I’ve looked through the forums, but I can’t seem to find exactly what I’m looking for. I have a supertype, employee, and three subtypes that reference employee’s primary key, ID. The subtypes of employee must be disjoint. My problem arises in that I don’t understand where to place a constraint to make this happen.
CREATE TABLE Employee(
ID INT,
PRIMARY KEY(ID));
CREATE TABLE Manager(
ID INT,
Salary INT NOT NULL,
PRIMARY KEY(ID),
FOREIGN KEY(ID) REFERENCES Employee(ID));
CREATE TABLE Server(
ID INT,
Tips INT NOT NULL,
PRIMARY KEY(ID),
FOREIGN KEY(ID) REFERENCES Employee(ID));
CREATE TABLE Hostess(
ID INT,
hourly_sal INT NOT NULL,
PRIMARY KEY(ID),
FOREIGN KEY(ID) REFERENCES Employee(ID));
I thought to create the constraint via a view of intersecting values, then a constraint limiting the view’s entries to null only, as shown below:
CREATE VIEW EMPLOYEE_DISJOINT AS
((SELECT ID FROM Server)INTERSECT (SELECT ID FROM Hostess))
UNION
((SELECT ID FROM Hostess) INTERSECT (SELECT ID FROM Manager))
UNION
((SELECT ID FROM Server) INTERSECT (SELECT ID FROM Manager));
ALTER VIEW EMPLOYEE_DISJOINT
ADD CONSTRAINT disjoint CHECK(ID = NULL);
Seeking to create a constraint on the view requiring all of the primary keys in Employee to be unique to one and only one subtype of employee.
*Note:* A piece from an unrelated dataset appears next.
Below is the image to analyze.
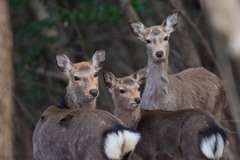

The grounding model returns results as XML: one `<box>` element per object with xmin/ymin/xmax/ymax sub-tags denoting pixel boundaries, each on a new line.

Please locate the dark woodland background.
<box><xmin>0</xmin><ymin>0</ymin><xmax>240</xmax><ymax>160</ymax></box>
Is there a better way to do this? While this method seems like it ought to work, I get the following error:
ADD CONSTRAINT disjoint CHECK(ID = NULL)
*
ERROR at line 2:
ORA-00922: missing or invalid option
Please help or point me in the direction of somewhere I may find it! Thanks a ton!
You could use a materialized view and add the
CHECK (ID=NULL)constraint, but a simpler method might be just to have a discriminator column on the Employee table, e.g.employee_typewith valid values('Manager', 'Server', 'Hostess').